Cette situation pose un double risque en cas de reprise économique insuffisante : 1) un risque de faillites en cascade car le volume de la dette notée BBB ou inférieure a quadruplé depuis 2008, mettant en évidence une augmentation significative du nombre d’entreprises « leveragés » dans l’économie ; 2) un risque systémique pour le système bancaire, qui a dû augmenter son exposition aux entreprises les plus fragiles. Leur accès aux marchés financiers ayant été plus restreint, la part du crédit bancaire dans l’endettement de ces entreprises a augmenté de manière significative. La hausse des provisions mises en place par les banques au cours de T1 et T2, ainsi que l’augmentation de leurs ratios de solvabilité à la suite de la crise de 2008, constituent des facteurs modérateurs face à un tel risque. Toutefois, ce scénario négatif explique pourquoi le secteur bancaire a sous-performé tous les autres secteurs en 2020 et n’a que peu contribué au rebond depuis mars 2020.
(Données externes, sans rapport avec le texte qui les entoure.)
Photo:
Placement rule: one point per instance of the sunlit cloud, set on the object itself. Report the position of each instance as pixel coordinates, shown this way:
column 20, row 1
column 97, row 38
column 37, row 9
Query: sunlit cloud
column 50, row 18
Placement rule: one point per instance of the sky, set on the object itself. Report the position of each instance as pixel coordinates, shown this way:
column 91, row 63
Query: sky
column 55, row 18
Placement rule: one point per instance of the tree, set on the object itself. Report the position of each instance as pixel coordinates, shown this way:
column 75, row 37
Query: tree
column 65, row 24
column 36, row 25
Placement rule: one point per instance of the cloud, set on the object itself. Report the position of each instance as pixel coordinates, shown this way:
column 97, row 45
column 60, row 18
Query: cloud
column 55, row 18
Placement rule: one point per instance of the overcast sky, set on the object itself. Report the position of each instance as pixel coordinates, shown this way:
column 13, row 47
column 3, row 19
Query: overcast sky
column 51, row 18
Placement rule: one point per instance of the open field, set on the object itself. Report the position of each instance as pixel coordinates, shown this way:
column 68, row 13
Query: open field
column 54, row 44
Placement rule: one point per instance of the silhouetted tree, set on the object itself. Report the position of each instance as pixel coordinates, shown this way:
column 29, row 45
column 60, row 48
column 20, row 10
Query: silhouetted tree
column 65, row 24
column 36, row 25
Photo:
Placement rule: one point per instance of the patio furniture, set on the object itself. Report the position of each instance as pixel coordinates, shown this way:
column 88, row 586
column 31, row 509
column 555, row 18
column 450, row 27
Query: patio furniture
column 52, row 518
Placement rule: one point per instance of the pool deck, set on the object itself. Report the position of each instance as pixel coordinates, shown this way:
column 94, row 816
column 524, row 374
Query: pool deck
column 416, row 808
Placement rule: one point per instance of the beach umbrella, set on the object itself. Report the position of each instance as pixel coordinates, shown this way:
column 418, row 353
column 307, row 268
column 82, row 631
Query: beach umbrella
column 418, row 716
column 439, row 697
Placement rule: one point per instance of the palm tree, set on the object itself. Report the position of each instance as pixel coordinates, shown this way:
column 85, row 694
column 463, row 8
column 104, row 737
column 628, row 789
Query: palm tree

Par conséquent, nous pensons que le rebond actuel devrait permettre à l’économie mondiale de sortir de la récession relativement tôt, fin 2020 voire début 2021. Toutefois, la normalisation économique ne conduira pas à un changement de paradigme économique : nous ne croyons pas à une forte expansion générant des pressions inflationnistes. Notre conviction est que l’avenir sera toujours caractérisé par une croissance positive mais faible et donc par une période prolongée de politiques monétaires accommodantes. Nous pensons qu’au cours des prochains trimestres, le policy mix devrait être plus favorable plutôt que moins favorable.

Conséquences sur notre allocation d’actifs à moyen terme

Dans un cadre macroéconomique à faible croissance, notre allocation dynamique repose sur deux convictions :

1) Les taux d’intérêt devraient rester bas plus longtemps que prévu. Cela reflète l’aversion au risque persistante des ménages, des entreprises et des investisseurs, et implique que la recherche d’actifs « de qualité/défensifs » se poursuivra, accentuant ainsi la dispersion entre les actifs, les secteurs et les pays. Cela se traduit de deux manières dans nos portefeuilles : a) au sein des actifs de croissance, nous préférons les actions au crédit High Yield ; b) au sein des actions, notre préférence va aux titres et indices « quality » au détriment des titres cycliques ou « value ». Nous préférons donc le Nasdaq et le SMI au Russel 2000 ou au Stoxx Europe 600.

2) La combinaison d’une faible croissance et d’une dette plus élevée implique des épisodes accrus de stress sur le marché. Cela suppose l’ajout de stratégies de hedging à la fois implicites et explicites. Le premier type de hedge nous expose à des devises défensives, offrant une asymétrie positive en cas de baisse du marché des actions, telles que les positions longues JPY, CHF vs NOK, GBP et KRW. Le deuxième type de hedge consiste à être long en volatilité à long terme (entre 12 et 24 mois).

Unigestion Nowcasting

Nowcaster de croissance mondiale

Nowcaster de croissance mondiale

Nowcaster d’inflation mondiale

Nowcaster d’inflation mondiale

Nowcaster de tensions sur le marché

Nowcaster de tensions sur le marché

Changements hebdomadaires

  • Notre Nowcaster de croissance mondiale a encore augmenté la semaine dernière, les données européennes s’étant nettement améliorées.
  • Notre Nowcaster d’inflation mondiale s’est stabilisée la semaine dernière, les données européennes s’étant assouplies alors que les données US ont augmenté.
  • Les tensions sur les marchés ont augmenté avec le VIX jusqu’à jeudi, avant de redescendre le vendredi au point de départ de la semaine.